Les valeurs technologiques, et notamment les GAFA (Google, Apple, Facebook, Amazon), sont en territoire négatif aux Etats-Unis. Ces entreprises emploient un grand nombre d’expatriés aux Etats-Unis grâce au dispositif H-1B (CDD pour étrangers sur le sol américain), et Donald Trump a affiché son intention de revenir sur ce mécanisme. Apple pourrait de son côté pâtir des conséquences de la nouvelle politique commerciale (Donald Trump souhaite taxer davantage les importations de Chine). Dans son ensemble, le secteur n’avait pas caché sa proximité avec Hillary pendant la campagne, et notamment Jeff Bezos (PDG d’Amazon) qui a eu des échanges houleux avec Donald Trump sur Twitter.

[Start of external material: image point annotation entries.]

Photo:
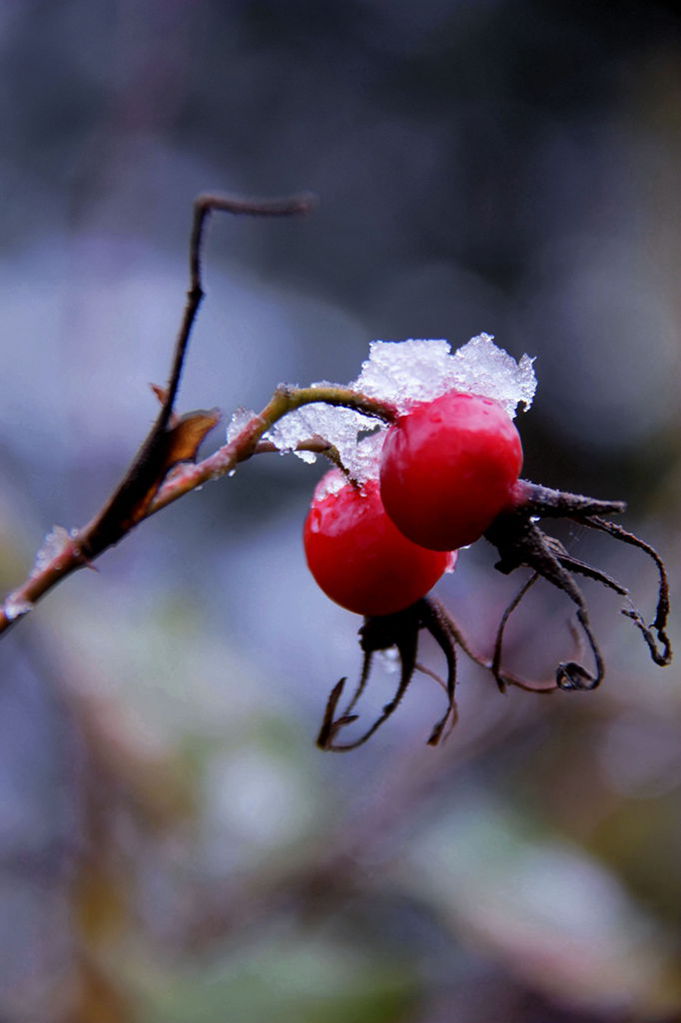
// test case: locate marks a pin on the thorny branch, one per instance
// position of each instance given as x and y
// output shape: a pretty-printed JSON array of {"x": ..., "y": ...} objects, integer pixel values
[
  {"x": 165, "y": 469},
  {"x": 149, "y": 484}
]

Réaction sur le marché obligataire et implication sur l’économie mondiale

Aux Etats-Unis, il y a eu une vente massive d’obligations d’Etat. Les détenteurs craignent que le programme de Donald Trump ne porte préjudice à la valeur des titres (inflation, surendettement) et ont donc cédé leurs positions. Depuis l’élection du candidat républicain, le marché obligataire mondial a fondu de 1 000 milliards $ , car le mouvement américain a été suivi ailleurs dans le monde. En conséquence, la valeur des obligations a chuté et leur rendement a augmenté. Le produit de ces ventes a surtout été réinvesti dans les actions, ce qui a renforcé la tendance haussière des Bourses. Ce mouvement n’est pas encore définitif mais il peut être crucial. En effet, au cours des 35 dernières années, la valeur des obligations a augmenté (et leur rendement diminué) de manière continue. Si l’inversion observée ces derniers jours se prolonge, nous pourrions être à l’aube d’un nouveau paradigme macroéconomique.